A good choice and a proper level of energy to handle a class action.

Kozinski could not pick a judge for his case, out of his own subordinates, any better.




Alex Kozinski, as of January 29, 2014 the Chief Judge of the U.S. Court of Appeals for the 9th Circuit, delegated his authority to appoint judges to district courts to his future successor (one must earn the succession, mustn't one?), his subordinate Judge Sidney Thomas, and Judge Sidney Thomas obediently appointed to Judge Kozinski's own case Judge Kozinski's own subordinate at that time, Judge A. Wallace Tashima.

Piece of cake.

Judge A. Wallace Tashima, who obviously did not want to irk his boss Alex Kozinski, did not squeak against such an appointment, which was contrary to the Code of Judicial Conduct - as was already cogently explained in the letter of recusal of the previous judge, and the letter from the Committee on Judicial Code of Conduct.
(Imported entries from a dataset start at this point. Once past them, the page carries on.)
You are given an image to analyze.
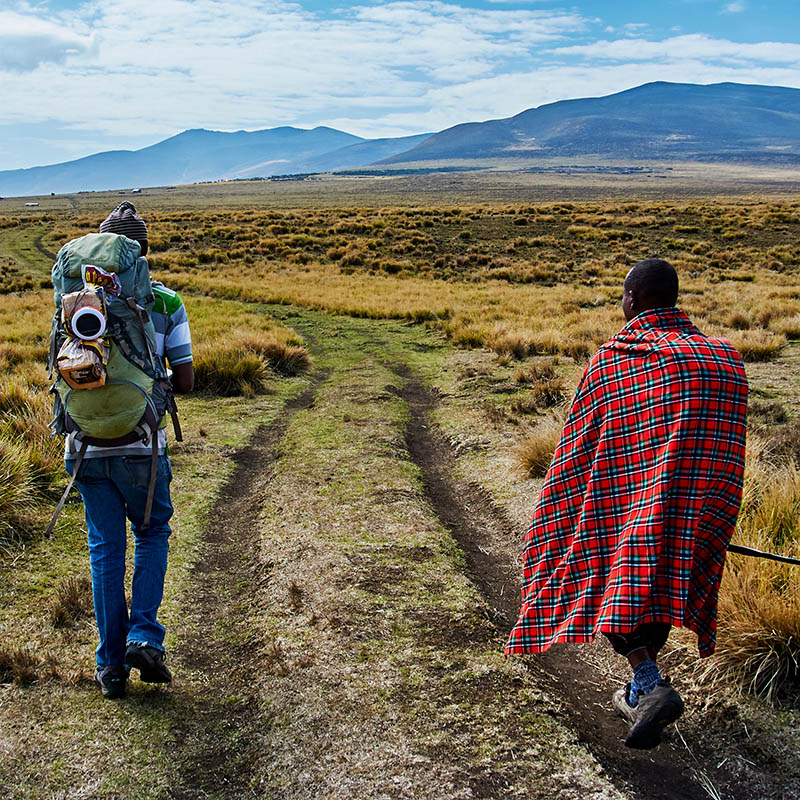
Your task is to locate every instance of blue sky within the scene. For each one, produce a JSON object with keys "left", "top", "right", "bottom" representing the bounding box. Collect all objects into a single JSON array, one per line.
[{"left": 1, "top": 0, "right": 799, "bottom": 170}]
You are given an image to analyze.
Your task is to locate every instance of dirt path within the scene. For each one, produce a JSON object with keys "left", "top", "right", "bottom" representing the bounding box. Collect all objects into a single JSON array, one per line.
[
  {"left": 111, "top": 309, "right": 792, "bottom": 799},
  {"left": 3, "top": 306, "right": 795, "bottom": 799},
  {"left": 392, "top": 363, "right": 764, "bottom": 800},
  {"left": 168, "top": 374, "right": 328, "bottom": 798},
  {"left": 33, "top": 232, "right": 57, "bottom": 262}
]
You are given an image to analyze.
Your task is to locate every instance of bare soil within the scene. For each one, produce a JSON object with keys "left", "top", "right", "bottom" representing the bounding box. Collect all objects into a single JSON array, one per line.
[
  {"left": 168, "top": 374, "right": 329, "bottom": 798},
  {"left": 33, "top": 231, "right": 57, "bottom": 262},
  {"left": 154, "top": 322, "right": 800, "bottom": 799},
  {"left": 391, "top": 362, "right": 791, "bottom": 800},
  {"left": 15, "top": 311, "right": 786, "bottom": 799}
]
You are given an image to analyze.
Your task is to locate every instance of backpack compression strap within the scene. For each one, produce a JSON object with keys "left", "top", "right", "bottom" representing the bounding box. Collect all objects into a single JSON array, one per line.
[
  {"left": 142, "top": 433, "right": 159, "bottom": 531},
  {"left": 43, "top": 440, "right": 89, "bottom": 538},
  {"left": 168, "top": 392, "right": 183, "bottom": 442}
]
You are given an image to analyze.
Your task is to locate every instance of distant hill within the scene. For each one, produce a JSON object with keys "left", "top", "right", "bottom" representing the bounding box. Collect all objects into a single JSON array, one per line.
[
  {"left": 380, "top": 82, "right": 800, "bottom": 165},
  {"left": 289, "top": 134, "right": 433, "bottom": 175},
  {"left": 0, "top": 127, "right": 429, "bottom": 197},
  {"left": 2, "top": 81, "right": 799, "bottom": 197}
]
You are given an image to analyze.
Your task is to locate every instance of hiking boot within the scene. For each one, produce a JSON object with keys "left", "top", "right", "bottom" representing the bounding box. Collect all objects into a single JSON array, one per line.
[
  {"left": 94, "top": 664, "right": 128, "bottom": 699},
  {"left": 125, "top": 642, "right": 172, "bottom": 684},
  {"left": 612, "top": 680, "right": 685, "bottom": 749}
]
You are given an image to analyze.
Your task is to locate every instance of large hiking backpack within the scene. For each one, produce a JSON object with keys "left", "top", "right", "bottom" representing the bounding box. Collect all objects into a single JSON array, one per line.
[{"left": 45, "top": 232, "right": 179, "bottom": 536}]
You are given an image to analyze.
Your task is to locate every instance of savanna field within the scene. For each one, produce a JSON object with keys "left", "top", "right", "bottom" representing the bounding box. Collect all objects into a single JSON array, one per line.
[{"left": 2, "top": 172, "right": 800, "bottom": 798}]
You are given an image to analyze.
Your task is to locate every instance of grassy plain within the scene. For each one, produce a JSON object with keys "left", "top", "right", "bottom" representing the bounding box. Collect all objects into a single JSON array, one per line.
[{"left": 1, "top": 169, "right": 800, "bottom": 797}]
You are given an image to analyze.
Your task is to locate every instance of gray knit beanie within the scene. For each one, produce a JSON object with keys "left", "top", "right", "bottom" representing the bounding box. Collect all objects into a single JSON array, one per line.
[{"left": 99, "top": 201, "right": 148, "bottom": 243}]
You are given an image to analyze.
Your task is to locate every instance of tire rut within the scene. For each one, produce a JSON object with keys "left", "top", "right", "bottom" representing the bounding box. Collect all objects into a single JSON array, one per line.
[
  {"left": 168, "top": 371, "right": 329, "bottom": 799},
  {"left": 391, "top": 362, "right": 752, "bottom": 800},
  {"left": 34, "top": 233, "right": 57, "bottom": 262}
]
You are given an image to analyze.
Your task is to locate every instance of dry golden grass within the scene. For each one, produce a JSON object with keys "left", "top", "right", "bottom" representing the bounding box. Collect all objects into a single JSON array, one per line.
[
  {"left": 189, "top": 299, "right": 312, "bottom": 394},
  {"left": 487, "top": 325, "right": 534, "bottom": 359},
  {"left": 527, "top": 376, "right": 566, "bottom": 408},
  {"left": 515, "top": 409, "right": 567, "bottom": 478},
  {"left": 35, "top": 198, "right": 800, "bottom": 365},
  {"left": 0, "top": 291, "right": 311, "bottom": 544},
  {"left": 161, "top": 255, "right": 797, "bottom": 369},
  {"left": 193, "top": 346, "right": 269, "bottom": 397},
  {"left": 0, "top": 646, "right": 39, "bottom": 685},
  {"left": 514, "top": 360, "right": 558, "bottom": 384},
  {"left": 702, "top": 439, "right": 800, "bottom": 701},
  {"left": 0, "top": 294, "right": 63, "bottom": 545},
  {"left": 0, "top": 437, "right": 37, "bottom": 548},
  {"left": 726, "top": 329, "right": 787, "bottom": 362},
  {"left": 49, "top": 575, "right": 94, "bottom": 628},
  {"left": 231, "top": 332, "right": 312, "bottom": 376},
  {"left": 509, "top": 376, "right": 566, "bottom": 416},
  {"left": 773, "top": 314, "right": 800, "bottom": 340}
]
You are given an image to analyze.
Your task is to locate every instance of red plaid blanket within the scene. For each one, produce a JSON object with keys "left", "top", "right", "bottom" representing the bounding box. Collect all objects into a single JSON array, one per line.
[{"left": 506, "top": 308, "right": 748, "bottom": 657}]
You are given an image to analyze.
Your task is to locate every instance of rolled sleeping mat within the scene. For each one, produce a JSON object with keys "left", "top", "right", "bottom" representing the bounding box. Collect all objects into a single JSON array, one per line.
[{"left": 70, "top": 306, "right": 106, "bottom": 340}]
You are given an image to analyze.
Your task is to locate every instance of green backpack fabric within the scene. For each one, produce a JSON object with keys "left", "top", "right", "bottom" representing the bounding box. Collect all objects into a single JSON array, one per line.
[{"left": 49, "top": 233, "right": 169, "bottom": 445}]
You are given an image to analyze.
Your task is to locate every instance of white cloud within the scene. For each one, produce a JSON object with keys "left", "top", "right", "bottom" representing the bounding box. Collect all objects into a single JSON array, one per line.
[
  {"left": 0, "top": 0, "right": 587, "bottom": 137},
  {"left": 723, "top": 2, "right": 745, "bottom": 12},
  {"left": 1, "top": 0, "right": 800, "bottom": 167},
  {"left": 552, "top": 34, "right": 800, "bottom": 64},
  {"left": 0, "top": 10, "right": 94, "bottom": 71},
  {"left": 321, "top": 56, "right": 800, "bottom": 140}
]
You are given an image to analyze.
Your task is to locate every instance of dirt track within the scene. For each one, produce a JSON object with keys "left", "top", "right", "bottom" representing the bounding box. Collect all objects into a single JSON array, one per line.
[
  {"left": 393, "top": 364, "right": 742, "bottom": 800},
  {"left": 159, "top": 317, "right": 796, "bottom": 799},
  {"left": 169, "top": 375, "right": 329, "bottom": 798}
]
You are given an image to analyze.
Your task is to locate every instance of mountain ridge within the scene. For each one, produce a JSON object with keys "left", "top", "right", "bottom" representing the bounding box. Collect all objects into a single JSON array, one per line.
[
  {"left": 2, "top": 81, "right": 799, "bottom": 197},
  {"left": 380, "top": 81, "right": 800, "bottom": 165}
]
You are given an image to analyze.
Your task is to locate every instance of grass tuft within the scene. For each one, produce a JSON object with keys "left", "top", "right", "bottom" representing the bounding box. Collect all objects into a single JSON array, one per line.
[
  {"left": 0, "top": 376, "right": 33, "bottom": 413},
  {"left": 515, "top": 410, "right": 566, "bottom": 478},
  {"left": 0, "top": 437, "right": 37, "bottom": 549},
  {"left": 703, "top": 443, "right": 800, "bottom": 701},
  {"left": 233, "top": 333, "right": 312, "bottom": 376},
  {"left": 49, "top": 575, "right": 94, "bottom": 628},
  {"left": 773, "top": 314, "right": 800, "bottom": 340},
  {"left": 528, "top": 376, "right": 566, "bottom": 409},
  {"left": 727, "top": 329, "right": 787, "bottom": 362},
  {"left": 487, "top": 326, "right": 532, "bottom": 359},
  {"left": 0, "top": 646, "right": 40, "bottom": 685},
  {"left": 514, "top": 360, "right": 557, "bottom": 384},
  {"left": 768, "top": 420, "right": 800, "bottom": 465},
  {"left": 193, "top": 346, "right": 269, "bottom": 397}
]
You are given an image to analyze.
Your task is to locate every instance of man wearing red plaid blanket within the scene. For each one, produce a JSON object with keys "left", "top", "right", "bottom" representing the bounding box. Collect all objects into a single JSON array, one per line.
[{"left": 506, "top": 258, "right": 748, "bottom": 749}]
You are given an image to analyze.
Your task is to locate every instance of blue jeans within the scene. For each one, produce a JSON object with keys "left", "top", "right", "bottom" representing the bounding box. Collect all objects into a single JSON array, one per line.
[{"left": 66, "top": 454, "right": 173, "bottom": 668}]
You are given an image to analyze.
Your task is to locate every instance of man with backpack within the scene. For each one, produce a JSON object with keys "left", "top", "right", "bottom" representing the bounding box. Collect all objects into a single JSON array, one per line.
[{"left": 50, "top": 202, "right": 194, "bottom": 699}]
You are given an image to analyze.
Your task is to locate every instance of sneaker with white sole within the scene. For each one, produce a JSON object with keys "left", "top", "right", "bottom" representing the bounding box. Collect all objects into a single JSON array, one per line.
[
  {"left": 125, "top": 642, "right": 172, "bottom": 683},
  {"left": 612, "top": 679, "right": 685, "bottom": 749}
]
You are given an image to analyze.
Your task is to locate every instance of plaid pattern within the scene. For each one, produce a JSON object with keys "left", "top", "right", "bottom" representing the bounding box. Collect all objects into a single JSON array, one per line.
[{"left": 505, "top": 308, "right": 748, "bottom": 658}]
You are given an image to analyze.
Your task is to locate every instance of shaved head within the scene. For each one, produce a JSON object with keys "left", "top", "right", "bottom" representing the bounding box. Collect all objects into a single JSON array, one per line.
[{"left": 622, "top": 259, "right": 678, "bottom": 321}]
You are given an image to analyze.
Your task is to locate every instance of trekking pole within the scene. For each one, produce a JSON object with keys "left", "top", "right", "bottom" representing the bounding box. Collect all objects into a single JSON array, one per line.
[{"left": 728, "top": 542, "right": 800, "bottom": 566}]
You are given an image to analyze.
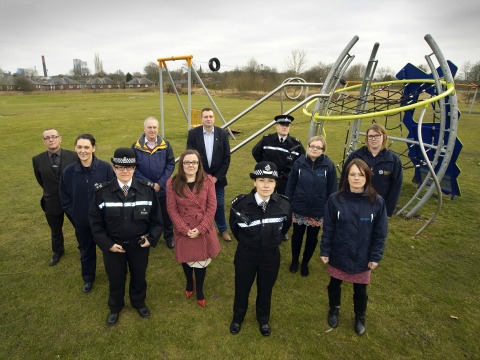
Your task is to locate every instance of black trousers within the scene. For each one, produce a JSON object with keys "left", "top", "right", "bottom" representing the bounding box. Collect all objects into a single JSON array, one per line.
[
  {"left": 45, "top": 212, "right": 73, "bottom": 254},
  {"left": 74, "top": 225, "right": 97, "bottom": 283},
  {"left": 158, "top": 195, "right": 173, "bottom": 240},
  {"left": 103, "top": 243, "right": 150, "bottom": 313},
  {"left": 291, "top": 223, "right": 320, "bottom": 266},
  {"left": 233, "top": 245, "right": 280, "bottom": 325}
]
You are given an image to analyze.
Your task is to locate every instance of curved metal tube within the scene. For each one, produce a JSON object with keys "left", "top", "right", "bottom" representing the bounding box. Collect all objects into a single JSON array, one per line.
[{"left": 414, "top": 107, "right": 443, "bottom": 235}]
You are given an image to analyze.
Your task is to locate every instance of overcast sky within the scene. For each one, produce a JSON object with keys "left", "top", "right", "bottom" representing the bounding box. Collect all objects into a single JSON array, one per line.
[{"left": 1, "top": 0, "right": 479, "bottom": 78}]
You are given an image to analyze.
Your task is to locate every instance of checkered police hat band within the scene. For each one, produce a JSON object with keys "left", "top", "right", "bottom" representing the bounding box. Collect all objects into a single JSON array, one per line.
[
  {"left": 112, "top": 157, "right": 136, "bottom": 164},
  {"left": 253, "top": 169, "right": 278, "bottom": 177}
]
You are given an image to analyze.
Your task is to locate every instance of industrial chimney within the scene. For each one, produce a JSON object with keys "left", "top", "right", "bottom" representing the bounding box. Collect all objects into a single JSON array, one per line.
[{"left": 42, "top": 55, "right": 48, "bottom": 77}]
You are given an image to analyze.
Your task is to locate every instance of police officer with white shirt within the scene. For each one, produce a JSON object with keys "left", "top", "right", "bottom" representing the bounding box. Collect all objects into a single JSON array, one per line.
[
  {"left": 252, "top": 115, "right": 305, "bottom": 195},
  {"left": 229, "top": 161, "right": 292, "bottom": 337},
  {"left": 89, "top": 148, "right": 163, "bottom": 326}
]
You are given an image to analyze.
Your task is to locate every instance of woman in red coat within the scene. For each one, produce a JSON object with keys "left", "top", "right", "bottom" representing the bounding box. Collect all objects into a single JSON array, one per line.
[{"left": 166, "top": 149, "right": 221, "bottom": 307}]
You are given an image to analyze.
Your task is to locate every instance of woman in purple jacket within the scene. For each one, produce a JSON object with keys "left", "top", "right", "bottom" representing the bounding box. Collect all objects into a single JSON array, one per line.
[{"left": 166, "top": 149, "right": 220, "bottom": 307}]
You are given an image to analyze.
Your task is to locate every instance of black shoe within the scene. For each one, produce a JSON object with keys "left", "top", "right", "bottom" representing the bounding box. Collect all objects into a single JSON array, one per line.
[
  {"left": 259, "top": 323, "right": 271, "bottom": 336},
  {"left": 229, "top": 321, "right": 241, "bottom": 335},
  {"left": 328, "top": 306, "right": 340, "bottom": 328},
  {"left": 300, "top": 264, "right": 309, "bottom": 277},
  {"left": 83, "top": 282, "right": 92, "bottom": 293},
  {"left": 289, "top": 261, "right": 298, "bottom": 273},
  {"left": 49, "top": 252, "right": 63, "bottom": 266},
  {"left": 107, "top": 313, "right": 119, "bottom": 326},
  {"left": 137, "top": 306, "right": 151, "bottom": 318},
  {"left": 166, "top": 237, "right": 175, "bottom": 249}
]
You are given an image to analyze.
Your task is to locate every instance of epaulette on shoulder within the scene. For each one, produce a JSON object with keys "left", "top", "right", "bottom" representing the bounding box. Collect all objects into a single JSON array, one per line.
[
  {"left": 94, "top": 181, "right": 109, "bottom": 191},
  {"left": 277, "top": 193, "right": 290, "bottom": 201},
  {"left": 231, "top": 194, "right": 246, "bottom": 206},
  {"left": 138, "top": 178, "right": 155, "bottom": 189},
  {"left": 291, "top": 136, "right": 301, "bottom": 143}
]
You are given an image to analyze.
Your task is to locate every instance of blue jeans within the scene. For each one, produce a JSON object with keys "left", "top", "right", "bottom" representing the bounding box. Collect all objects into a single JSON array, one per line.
[{"left": 215, "top": 186, "right": 228, "bottom": 233}]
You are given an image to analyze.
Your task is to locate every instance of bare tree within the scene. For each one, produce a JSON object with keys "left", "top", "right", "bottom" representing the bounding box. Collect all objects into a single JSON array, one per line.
[
  {"left": 461, "top": 61, "right": 473, "bottom": 82},
  {"left": 376, "top": 66, "right": 395, "bottom": 81},
  {"left": 144, "top": 62, "right": 159, "bottom": 82},
  {"left": 344, "top": 63, "right": 367, "bottom": 81},
  {"left": 243, "top": 58, "right": 261, "bottom": 72},
  {"left": 286, "top": 49, "right": 308, "bottom": 76},
  {"left": 94, "top": 53, "right": 104, "bottom": 76}
]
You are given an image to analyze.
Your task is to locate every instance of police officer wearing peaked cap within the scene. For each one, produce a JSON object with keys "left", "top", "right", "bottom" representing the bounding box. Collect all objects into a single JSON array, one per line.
[
  {"left": 228, "top": 161, "right": 292, "bottom": 337},
  {"left": 89, "top": 148, "right": 163, "bottom": 326},
  {"left": 252, "top": 115, "right": 306, "bottom": 195}
]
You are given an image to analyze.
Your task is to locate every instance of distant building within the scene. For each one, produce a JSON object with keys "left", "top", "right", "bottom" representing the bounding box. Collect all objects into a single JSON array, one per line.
[
  {"left": 73, "top": 59, "right": 88, "bottom": 74},
  {"left": 126, "top": 77, "right": 156, "bottom": 88}
]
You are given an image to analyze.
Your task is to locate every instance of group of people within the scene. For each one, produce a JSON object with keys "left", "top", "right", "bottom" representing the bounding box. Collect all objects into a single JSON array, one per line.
[{"left": 33, "top": 109, "right": 402, "bottom": 336}]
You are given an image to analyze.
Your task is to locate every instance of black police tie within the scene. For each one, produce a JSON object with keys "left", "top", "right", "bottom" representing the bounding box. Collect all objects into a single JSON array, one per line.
[
  {"left": 51, "top": 153, "right": 58, "bottom": 167},
  {"left": 260, "top": 201, "right": 267, "bottom": 213},
  {"left": 280, "top": 138, "right": 284, "bottom": 143},
  {"left": 122, "top": 185, "right": 129, "bottom": 196}
]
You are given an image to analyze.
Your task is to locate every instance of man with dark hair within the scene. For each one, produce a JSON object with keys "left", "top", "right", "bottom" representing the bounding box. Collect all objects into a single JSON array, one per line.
[
  {"left": 187, "top": 108, "right": 232, "bottom": 241},
  {"left": 132, "top": 116, "right": 175, "bottom": 248},
  {"left": 33, "top": 129, "right": 77, "bottom": 266}
]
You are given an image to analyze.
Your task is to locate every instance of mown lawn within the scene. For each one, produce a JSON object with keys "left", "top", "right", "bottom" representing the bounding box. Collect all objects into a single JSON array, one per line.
[{"left": 0, "top": 91, "right": 478, "bottom": 359}]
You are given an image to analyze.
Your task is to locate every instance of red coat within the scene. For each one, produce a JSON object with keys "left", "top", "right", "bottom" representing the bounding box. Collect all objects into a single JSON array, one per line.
[{"left": 166, "top": 175, "right": 221, "bottom": 263}]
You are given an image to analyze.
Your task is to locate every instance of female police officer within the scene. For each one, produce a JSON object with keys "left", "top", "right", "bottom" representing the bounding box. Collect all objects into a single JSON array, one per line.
[
  {"left": 89, "top": 148, "right": 163, "bottom": 325},
  {"left": 229, "top": 161, "right": 291, "bottom": 336}
]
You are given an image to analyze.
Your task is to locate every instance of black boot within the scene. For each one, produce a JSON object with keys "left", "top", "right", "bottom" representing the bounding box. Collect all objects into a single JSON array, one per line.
[
  {"left": 354, "top": 312, "right": 366, "bottom": 335},
  {"left": 328, "top": 306, "right": 340, "bottom": 328},
  {"left": 353, "top": 293, "right": 368, "bottom": 336}
]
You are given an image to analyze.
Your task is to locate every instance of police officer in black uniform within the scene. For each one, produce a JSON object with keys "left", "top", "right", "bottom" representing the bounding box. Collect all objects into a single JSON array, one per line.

Instead, Judge A. Wallace Tashima, after Alex Kozinski dropped hints in a public "Key Note Speech" at a conference held for him by his buddy, Professor Arthur Miller's, law school, during the pendency of Alex Kozinski's own lawsuit - that district judges' discretion should not really be trusted with too much money, that plaintiffs' attorneys in class actions lawsuits should similarly not be trusted with too much money - after all of that, Judge A. Wallace Tashima obediently resumed proceedings after the "court-ordered mediation", and then approved the settlement that was agreeable for Kozinski and his wife, while rejecting objections of another objector as "untimely".

At this time, the decision of judge Tashima is being appealed by the rejected objector to - guess - the court where both Judge Kozinski (party to the litigation) and Judge Tashima (the judge who decided the case in the court below) are judges.

The 9th Circuit, headed by Kozinski's "earned" successor Sidney Thomas, did not recuse from the appeal, as it did not recuse previously from assigning judges to Kozinski's case in the court below, in violation of rules of judicial conduct.







Note that no attempts were made by attorneys or parties on appeal to have the case removed to another Circuit court, point out any appearances of impropriety, or have the Circuit court recused from the case.

Nope.  

Everybody is afraid for their law licenses which can fly out the door if they say a word.  So, they stay mum.

By the way, the "mediation order" mentioned in the docket as Docket entry # 5 does not list names of any judges







 - it is a "per curiam" decision of the entire court, which means that it is also the decision of:


  • Alex Kozinski himself - as to his own case; and of
  • A. Wallace Tahima - Kozinski's colleague and the judge in the court below dealing with an appeal from his own decision


Kozinski ceded Chief Judgeship as of December 1, 2014 to Judge Sidney Thomas who has earned his position by obediently keeping the case that had to be transferred out of the 9th Circuit, in the 9th Circuit, which Kozinski calls, in a juvenile fashion, "The Hollywood Circuit".

Yet, it is not Hollywood, ladies and gentlemen.  It is a circus, of the worse kind.  It is an insult to the position of trust that Kozinski, Thomas, Tashima and all judges on the 9th Circuit who allows this appeal to proceed in that Circuit are betraying.

Will Alex Kozinski, Sidney Thomas, A. Wallace Tashima and all other judges of the 9th Circuit (a court that deals with death penalty cases and where each and every judge must be squeaky clean) who condone this perversity of justice be impeached by Congress and removed from office for bad behavior?

Or did Alex Kozinski exercise shrewd foresight and invited Congressmen to his movie-nights-with-booze-in-the-courthouse, so that they are partners in crime and will not say a word?